I have the GP-38 drop-in, it dropped right in (after I enlarged switch hole for the charge jack)...... Works great too! Used the Phoenix PB-8, it plugged right into istelf and the G2 drop-in. Coupled the G2 to a 3300mAh-35C 6S/22.2V Li-Po, the G2 is mu'd to a powered trail engine. Haven't actually run the beast on track but its all good on the treadmill... Plenty of room for all, a larger battery would have been NO problem. 

Michael


----------



## N1CW (Jan 3, 2008)

Posted By Bill Swindell on 20 Dec 2010 11:19 AM 
My dealer got at least one GP-38 board. I ended up using a G-2 on the GP-38 that I converted since I needed more space for batteries that the drop-in permitted. I am looking foreward to the GP-9 boards since I have a guy who wants 5 engines converted. 

*Bill 
The new 8 freq can only be accessed with the T9000 throttle with V1.3 firmware. *
*The RF1300 nor the NCE G-Wire Procab can NOT select these new frequencies. *


----------



## Treeman (Jan 6, 2008)

We received GP-7 drop in's, I have no idea how many were in the first run.


----------



## Treeman (Jan 6, 2008)

I thought their would be more interest in these.


----------



## Bighurt (Sep 15, 2009)

You have them listed as pre-order on the site.


----------



## Bill Swindell (Jan 2, 2008)

I installed a GP-9 drop-in. It works fine. There is something in the manual that I had not read. You need to leave the P-8 set to a DCC address of 3. The drop-in board converts all DCC outputs to address 3.


----------



## Madstang (Jan 4, 2008)

Posted By Bill Swindell on 02 Jan 2011 11:05 PM 
I installed a GP-9 drop-in. It works fine. There is something in the manual that I had not read. You need to leave the P-8 set to a DCC address of 3. The drop-in board converts all DCC outputs to address 3. 

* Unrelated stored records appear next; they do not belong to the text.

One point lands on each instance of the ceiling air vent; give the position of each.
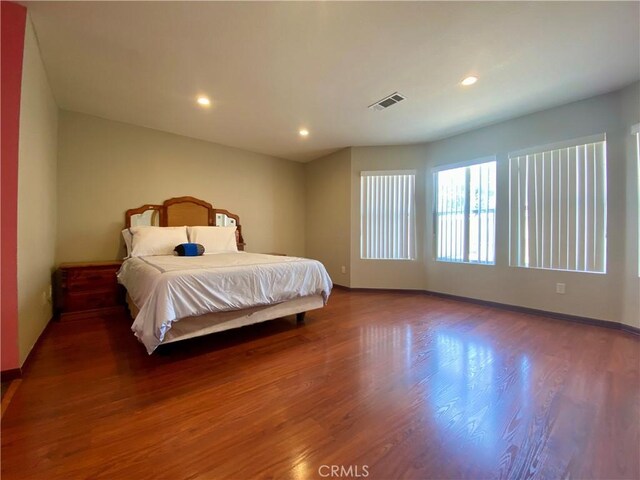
(387, 101)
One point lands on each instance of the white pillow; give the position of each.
(214, 239)
(126, 235)
(156, 240)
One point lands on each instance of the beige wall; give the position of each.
(630, 106)
(402, 274)
(37, 199)
(612, 297)
(589, 295)
(107, 167)
(328, 218)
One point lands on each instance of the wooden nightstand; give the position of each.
(85, 289)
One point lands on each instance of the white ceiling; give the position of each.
(273, 67)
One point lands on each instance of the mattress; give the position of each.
(168, 288)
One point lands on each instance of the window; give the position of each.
(465, 213)
(387, 215)
(558, 200)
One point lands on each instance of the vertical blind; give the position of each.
(387, 215)
(558, 206)
(465, 210)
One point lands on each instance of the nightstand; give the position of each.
(86, 289)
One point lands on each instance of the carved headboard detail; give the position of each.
(189, 211)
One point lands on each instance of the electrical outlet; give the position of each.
(47, 295)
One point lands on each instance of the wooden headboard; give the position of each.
(179, 211)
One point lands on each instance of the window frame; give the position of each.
(467, 210)
(547, 148)
(412, 222)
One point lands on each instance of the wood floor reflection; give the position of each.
(406, 385)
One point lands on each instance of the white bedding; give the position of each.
(167, 288)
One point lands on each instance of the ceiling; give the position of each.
(271, 68)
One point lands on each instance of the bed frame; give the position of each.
(191, 211)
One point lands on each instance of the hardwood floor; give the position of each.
(384, 385)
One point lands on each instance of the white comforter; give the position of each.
(167, 288)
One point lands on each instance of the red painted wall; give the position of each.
(12, 28)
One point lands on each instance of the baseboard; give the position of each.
(11, 374)
(505, 306)
(16, 373)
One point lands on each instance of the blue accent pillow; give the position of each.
(189, 249)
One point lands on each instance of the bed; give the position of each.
(173, 298)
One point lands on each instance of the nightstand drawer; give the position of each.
(90, 279)
(78, 301)
(86, 289)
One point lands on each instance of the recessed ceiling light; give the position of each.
(469, 81)
(204, 101)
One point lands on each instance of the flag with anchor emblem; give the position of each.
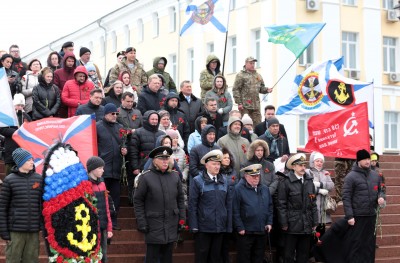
(339, 134)
(322, 88)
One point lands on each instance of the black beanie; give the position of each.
(84, 50)
(363, 154)
(93, 163)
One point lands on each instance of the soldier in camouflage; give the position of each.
(207, 75)
(131, 64)
(248, 85)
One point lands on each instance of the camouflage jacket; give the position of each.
(138, 75)
(246, 89)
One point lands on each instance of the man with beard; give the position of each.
(158, 215)
(297, 209)
(363, 191)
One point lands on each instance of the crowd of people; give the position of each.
(230, 174)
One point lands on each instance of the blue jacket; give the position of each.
(252, 210)
(210, 204)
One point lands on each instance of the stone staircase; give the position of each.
(128, 245)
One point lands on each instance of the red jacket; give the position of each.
(74, 93)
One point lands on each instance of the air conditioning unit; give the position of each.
(312, 5)
(394, 77)
(354, 74)
(392, 16)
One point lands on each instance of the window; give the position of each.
(308, 55)
(127, 34)
(173, 67)
(190, 56)
(349, 2)
(391, 129)
(349, 50)
(233, 58)
(210, 47)
(172, 19)
(389, 54)
(256, 36)
(303, 129)
(140, 33)
(388, 4)
(155, 25)
(113, 41)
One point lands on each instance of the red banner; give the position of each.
(340, 133)
(38, 136)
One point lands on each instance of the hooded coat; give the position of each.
(169, 83)
(198, 151)
(207, 76)
(268, 176)
(75, 93)
(46, 99)
(143, 141)
(223, 97)
(326, 183)
(236, 144)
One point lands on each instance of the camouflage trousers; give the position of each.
(342, 168)
(255, 115)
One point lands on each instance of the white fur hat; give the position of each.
(19, 99)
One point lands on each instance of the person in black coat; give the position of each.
(46, 96)
(93, 105)
(297, 209)
(189, 104)
(20, 209)
(9, 144)
(177, 117)
(110, 148)
(151, 97)
(158, 215)
(144, 140)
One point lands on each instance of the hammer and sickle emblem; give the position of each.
(82, 214)
(353, 124)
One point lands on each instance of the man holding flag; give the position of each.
(246, 89)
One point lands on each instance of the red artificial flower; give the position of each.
(244, 148)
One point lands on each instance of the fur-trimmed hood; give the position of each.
(253, 146)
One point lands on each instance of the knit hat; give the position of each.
(21, 156)
(363, 154)
(90, 67)
(19, 99)
(93, 163)
(273, 120)
(247, 120)
(109, 108)
(172, 133)
(84, 50)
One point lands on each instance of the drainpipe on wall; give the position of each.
(104, 48)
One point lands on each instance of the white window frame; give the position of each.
(389, 54)
(350, 50)
(391, 138)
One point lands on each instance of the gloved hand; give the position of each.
(323, 191)
(317, 184)
(143, 229)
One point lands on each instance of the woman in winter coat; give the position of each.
(322, 182)
(46, 96)
(257, 153)
(29, 81)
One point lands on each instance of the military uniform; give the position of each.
(246, 89)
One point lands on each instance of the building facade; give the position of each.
(365, 32)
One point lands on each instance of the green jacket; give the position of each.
(169, 83)
(246, 89)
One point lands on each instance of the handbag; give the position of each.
(330, 204)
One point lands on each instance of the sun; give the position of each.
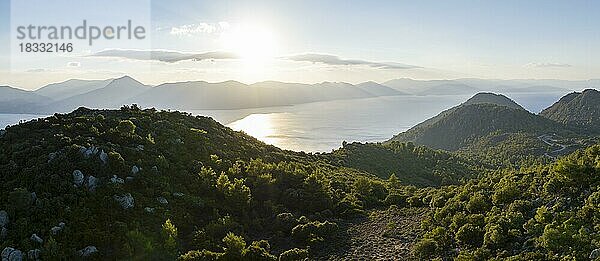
(254, 44)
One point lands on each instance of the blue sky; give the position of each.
(444, 39)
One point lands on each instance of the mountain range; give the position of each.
(112, 93)
(493, 123)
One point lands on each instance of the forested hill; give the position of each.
(156, 185)
(460, 126)
(578, 109)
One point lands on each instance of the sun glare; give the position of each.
(253, 44)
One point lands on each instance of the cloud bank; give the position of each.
(164, 56)
(548, 65)
(335, 60)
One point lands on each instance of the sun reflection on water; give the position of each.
(260, 126)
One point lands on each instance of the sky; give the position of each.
(311, 41)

So does changing the loco address affect this? Can you change loco address and still control the sounds?

Not tried this yet.

Bubba


----------



## Paul Burch (Jan 2, 2008)

Bill,
From what you said when you have the Phoenix on the computer just leave it at address 3. When you set the Airwire address with CV1 it will not output that address on the DCC output. Good to know.


----------



## Bill Swindell (Jan 2, 2008)

To clarify, when you use the computer interface, do not change the address. It must remain at 3. When you change the loco address, the P-8 address is not changed. It remains at 3. 

As I said, this is documented in the installation manual as politely pointed out to me by Al at CVP.


----------



## Treeman (Jan 6, 2008)

Bighurt, thanks for the heads up, no wonder these things weren't selling.


----------